Uh Oh, the U.S. Found Another Emissions-cheating Device in Audi Vehicles
A U.S. regulator has come across another emissions-cheating device on a Volkswagen Group product. This isn’t more of the same — rather, it’s an entirely different apparatus used on vehicles until well after the company’s diesel emissions scandal became public knowledge.
This isn’t a great time for Volkswagen to be caught with its pants down for not disclosing something they were already in big trouble for. With the company trying to wrap things up with the Department of Justice, the new report from German outlet Bild am Sonntag could sour things.

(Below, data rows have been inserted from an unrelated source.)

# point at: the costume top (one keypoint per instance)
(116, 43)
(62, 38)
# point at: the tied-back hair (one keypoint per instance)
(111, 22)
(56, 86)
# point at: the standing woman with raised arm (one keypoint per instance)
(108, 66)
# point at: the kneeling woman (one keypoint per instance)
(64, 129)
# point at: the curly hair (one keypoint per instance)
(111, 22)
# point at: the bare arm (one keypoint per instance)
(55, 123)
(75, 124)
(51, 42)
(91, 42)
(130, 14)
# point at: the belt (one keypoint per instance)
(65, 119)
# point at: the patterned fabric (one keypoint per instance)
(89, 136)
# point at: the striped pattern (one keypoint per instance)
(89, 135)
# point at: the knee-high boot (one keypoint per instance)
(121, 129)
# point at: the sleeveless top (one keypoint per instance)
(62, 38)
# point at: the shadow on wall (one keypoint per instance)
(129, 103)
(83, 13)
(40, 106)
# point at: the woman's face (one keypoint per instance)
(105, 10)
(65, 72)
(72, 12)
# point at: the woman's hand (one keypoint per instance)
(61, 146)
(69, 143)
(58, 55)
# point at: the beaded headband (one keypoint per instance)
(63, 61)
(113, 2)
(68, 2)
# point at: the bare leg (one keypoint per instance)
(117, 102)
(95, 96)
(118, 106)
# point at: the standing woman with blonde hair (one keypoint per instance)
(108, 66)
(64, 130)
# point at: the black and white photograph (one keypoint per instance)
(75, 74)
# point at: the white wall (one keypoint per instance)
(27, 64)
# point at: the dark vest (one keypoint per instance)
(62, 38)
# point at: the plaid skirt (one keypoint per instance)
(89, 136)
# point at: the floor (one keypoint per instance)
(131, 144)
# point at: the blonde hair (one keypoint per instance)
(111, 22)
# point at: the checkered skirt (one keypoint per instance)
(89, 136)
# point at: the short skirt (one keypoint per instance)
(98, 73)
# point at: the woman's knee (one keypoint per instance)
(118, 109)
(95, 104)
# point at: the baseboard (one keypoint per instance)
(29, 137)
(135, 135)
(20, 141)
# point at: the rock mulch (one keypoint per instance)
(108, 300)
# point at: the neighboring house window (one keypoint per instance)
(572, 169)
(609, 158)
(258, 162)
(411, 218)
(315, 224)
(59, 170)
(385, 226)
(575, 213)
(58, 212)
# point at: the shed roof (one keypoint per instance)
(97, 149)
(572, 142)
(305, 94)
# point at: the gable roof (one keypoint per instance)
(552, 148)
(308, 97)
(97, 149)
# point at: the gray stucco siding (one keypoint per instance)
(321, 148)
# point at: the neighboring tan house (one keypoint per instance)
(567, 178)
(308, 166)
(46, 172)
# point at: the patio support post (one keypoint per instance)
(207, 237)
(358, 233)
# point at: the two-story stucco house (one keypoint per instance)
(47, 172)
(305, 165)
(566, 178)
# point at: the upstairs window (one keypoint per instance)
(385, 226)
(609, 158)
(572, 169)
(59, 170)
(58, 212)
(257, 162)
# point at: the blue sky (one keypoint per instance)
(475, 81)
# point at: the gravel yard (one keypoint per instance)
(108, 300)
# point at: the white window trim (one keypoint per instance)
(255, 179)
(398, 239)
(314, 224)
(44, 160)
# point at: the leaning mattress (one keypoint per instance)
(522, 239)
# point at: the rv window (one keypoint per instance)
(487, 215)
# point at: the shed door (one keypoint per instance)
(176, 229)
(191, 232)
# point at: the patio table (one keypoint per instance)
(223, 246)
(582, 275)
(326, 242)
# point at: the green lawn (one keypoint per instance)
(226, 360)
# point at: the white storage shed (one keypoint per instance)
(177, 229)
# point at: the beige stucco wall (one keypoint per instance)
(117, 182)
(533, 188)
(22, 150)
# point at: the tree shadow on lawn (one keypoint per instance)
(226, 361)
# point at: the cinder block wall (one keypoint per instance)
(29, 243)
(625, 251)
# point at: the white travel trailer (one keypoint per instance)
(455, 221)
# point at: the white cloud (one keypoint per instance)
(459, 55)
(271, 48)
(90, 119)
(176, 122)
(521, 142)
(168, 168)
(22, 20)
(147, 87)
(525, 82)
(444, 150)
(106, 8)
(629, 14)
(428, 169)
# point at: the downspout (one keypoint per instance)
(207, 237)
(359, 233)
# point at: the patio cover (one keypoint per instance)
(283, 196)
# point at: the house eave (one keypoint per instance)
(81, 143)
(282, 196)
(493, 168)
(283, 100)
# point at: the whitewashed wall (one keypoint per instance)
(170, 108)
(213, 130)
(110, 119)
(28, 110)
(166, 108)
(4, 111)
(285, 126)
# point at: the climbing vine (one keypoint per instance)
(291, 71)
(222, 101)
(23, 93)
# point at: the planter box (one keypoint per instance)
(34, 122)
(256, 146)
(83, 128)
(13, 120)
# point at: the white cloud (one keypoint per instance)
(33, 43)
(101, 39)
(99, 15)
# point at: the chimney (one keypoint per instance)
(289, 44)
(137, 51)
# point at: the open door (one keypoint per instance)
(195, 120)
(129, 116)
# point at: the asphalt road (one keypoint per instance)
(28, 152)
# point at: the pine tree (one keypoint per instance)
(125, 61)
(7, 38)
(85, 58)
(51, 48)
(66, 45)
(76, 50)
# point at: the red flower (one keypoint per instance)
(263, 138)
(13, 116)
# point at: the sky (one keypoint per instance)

According to the paper, the California Air Resources Board discovered the new emissions-cheating software four months ago. Sonntag claims the software was installed in vehicles with certain automatic transmissions, and sensed whether a car’s steering wheel was being turned. A stationary wheel is indicative of a stationary platform, like those used for testing purposes.
During these conditions the vehicle ran a different shifting program, one that reduced carbon dioxide emissions and overall fuel consumption. Turning the wheel 15 degrees in any direction canceled the program entirely, returning the car to its normal mode for road use.
The paper states that the device had been implemented in several hundred thousand Audi vehicles equipped with automatic transmissions, including the Q5, A6, and A8. The usage of the device was discontinued in May of 2016, which is a full eight months after Volkswagen’s emissions scandal became public knowledge.
Nether CARB or Audi have been available for comment on this morning’s report.